59. 夏祭り
夏祭り当日。あたしは浴衣に着替えて結愛先パイを迎えにいく。お風呂に入って髪を乾かし、準備万端で待ち合わせ場所に向かうと、そこには結愛先パイの姿があった。
「すいません。遅くなっちゃいました。」
「時間通りよ。そんなに待ってないから。」
「そうですか?なら良かったです。」
それからあたしたちは一緒に祭りの会場に向かって歩き出した。
「やっぱり……緊張するわね。外で凛花と会うのは。」
「えっ?そうですか?あたしは嬉しいですけど。」
「そりゃ私だって嬉しいけど。周りの目がね……慣れるまでは凛花に迷惑かけると思うけど、よろしくね?」
結愛先パイは少し顔を赤らめて俯く。その表情はとても可愛らしい。そんな顔をされると凄く照れるんですけど……。色々話しながら夏祭りの会場に着く。まずはみんなと合流しないと。

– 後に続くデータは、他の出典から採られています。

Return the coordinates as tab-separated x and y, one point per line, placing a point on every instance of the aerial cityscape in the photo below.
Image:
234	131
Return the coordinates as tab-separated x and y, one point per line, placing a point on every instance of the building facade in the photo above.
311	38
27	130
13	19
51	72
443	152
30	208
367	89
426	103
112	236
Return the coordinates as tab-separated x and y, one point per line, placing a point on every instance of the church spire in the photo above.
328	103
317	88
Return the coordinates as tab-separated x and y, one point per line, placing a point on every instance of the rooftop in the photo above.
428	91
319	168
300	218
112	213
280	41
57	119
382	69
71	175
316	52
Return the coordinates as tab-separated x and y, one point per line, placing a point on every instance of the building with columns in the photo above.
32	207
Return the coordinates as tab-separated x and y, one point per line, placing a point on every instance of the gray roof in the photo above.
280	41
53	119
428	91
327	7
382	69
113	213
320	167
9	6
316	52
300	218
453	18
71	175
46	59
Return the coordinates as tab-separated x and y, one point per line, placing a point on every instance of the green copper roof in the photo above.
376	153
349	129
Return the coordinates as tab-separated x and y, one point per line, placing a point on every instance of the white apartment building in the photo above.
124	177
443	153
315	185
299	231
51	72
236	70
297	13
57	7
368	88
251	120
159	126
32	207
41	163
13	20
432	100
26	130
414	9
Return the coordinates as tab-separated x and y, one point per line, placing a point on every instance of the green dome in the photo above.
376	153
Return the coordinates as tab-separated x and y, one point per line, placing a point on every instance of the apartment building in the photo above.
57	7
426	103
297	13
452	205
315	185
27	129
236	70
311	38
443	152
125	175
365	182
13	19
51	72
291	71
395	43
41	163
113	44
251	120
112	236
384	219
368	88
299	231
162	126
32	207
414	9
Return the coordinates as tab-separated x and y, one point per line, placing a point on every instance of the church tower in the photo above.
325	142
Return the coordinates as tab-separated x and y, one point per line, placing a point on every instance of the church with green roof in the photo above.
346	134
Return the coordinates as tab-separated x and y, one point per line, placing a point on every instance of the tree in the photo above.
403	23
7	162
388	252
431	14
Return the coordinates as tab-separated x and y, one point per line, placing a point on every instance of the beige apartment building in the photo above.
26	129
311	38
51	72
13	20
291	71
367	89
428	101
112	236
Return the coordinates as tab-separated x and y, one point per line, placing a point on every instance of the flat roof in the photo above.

会場にはもう既にたくさんの人がいて、屋台もたくさん出ていた。あたしたちが会場に入ると、すぐにみんなを見つけた。
「あっこっちこっち!凛花!小鳥遊先輩!」
「ごめん。遅くなっちゃった。」
「そんなことないよ。それにしても小鳥遊先輩すごくキレイ!」
「ふふっ。ありがとう日下部さん。それより私まで来て良かったのかしら?」
「全然問題ないですよ!みんなでたのしんじゃお!まずは屋台を回ろう!」
春菜ちゃんはすごく楽しそうだな……。春菜ちゃんはサキちゃんの手を引っ張って前に行ってしまう。

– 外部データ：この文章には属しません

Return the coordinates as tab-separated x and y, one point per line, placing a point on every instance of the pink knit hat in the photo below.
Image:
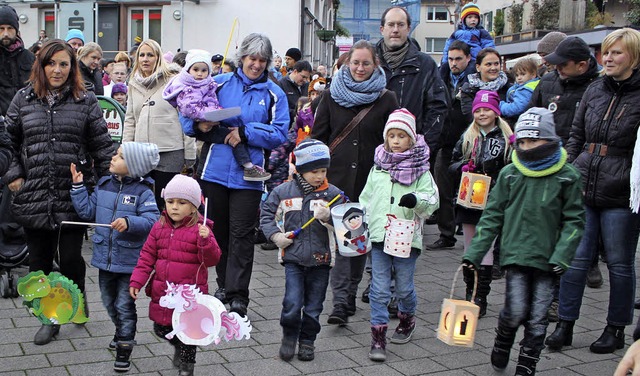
183	187
487	99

「日下部さんは元気だね。凛花ちゃん浴衣似合ってるね?良かった。いいの選べて。」
「衣吹ちゃんも似合ってるよ。」
「ありがとね。あっ小鳥遊先輩も似合ってますよ。」
「なにそれ?とってつけたような言い方は?別にお世辞は入らないわ。」
なんか雰囲気が悪い?気まずい感じになってる?とりあえず二人の間に割って入る。
「まぁまぁ!あたしたちも行きましょう。結愛先パイ、衣吹ちゃん!」
それからあたしたちは屋台を見て回った。射的をしたり金魚すくいしたり綿あめ食べたり。楽しい時間はあっという間に過ぎていった。そして花火の時間になり、みんなで河川敷に移動する。
「うぅ~暑い……」
「こらこら。下着見えちゃうよ春菜?手であおがないの。」
夜とはいえまだまだ暑いもんね。汗かいてきちゃったよ。でも、隣にいる結愛先パイは涼しい顔してる。
「暗いですね……はぐれないようにしないと。」
「なら私と手を繋ぐ?」
衣吹ちゃんはあたしにそう言ってきた。どうしようかな……迷っていると、今度は結愛先パイの方から手を繋いできた。えっ!?急に握られてびっくりしたんだけど……。
「こら!凛花を誘惑するんじゃないわよ。油断も隙もないわね、あなた。」
「小鳥遊先輩が早く繋がないからですよ?ちゃんと見てあげないと私がとっちゃいますよ?」
結愛先パイと衣吹ちゃんがあたしをとりあってる……。ちょっと待って!これじゃあ余計暑くなるじゃんか!とりあえず二人を止めないと。結局三人で手を繋ぎながら歩くことになった。あたしは真ん中でまるで両親の間にいる子どもみたいだ。
「ねぇ凛花。これだけ暗いと燃えるわね?野外だし?してみる?」
「してみる?って何がですか!?」
結愛先パイ、何が燃えるんですか?何を想像しているんですか?するといきなり衣吹ちゃんがあたしに抱きついてきた。そのせいでバランスが崩れて倒れそうになる。なんとか体勢を立て直す。危なかった。こんなところで転んだりしたら怪我するよね。……柔らかいし衣吹ちゃんの匂いがしてドキドキする。
「ごめん。凛花ちゃん。他のお客さんに押されちゃって……。」
「ううん。あたしは大丈夫。」
「あなた。わざとらしいわよ?」
「違います!私は本当に押されて。それに凛花ちゃんならそんなことしなくてもいつでも抱きつけますから。どうせ拒めないと思うし。」
衣吹ちゃん……言い方……。でも、確かにそうかも……。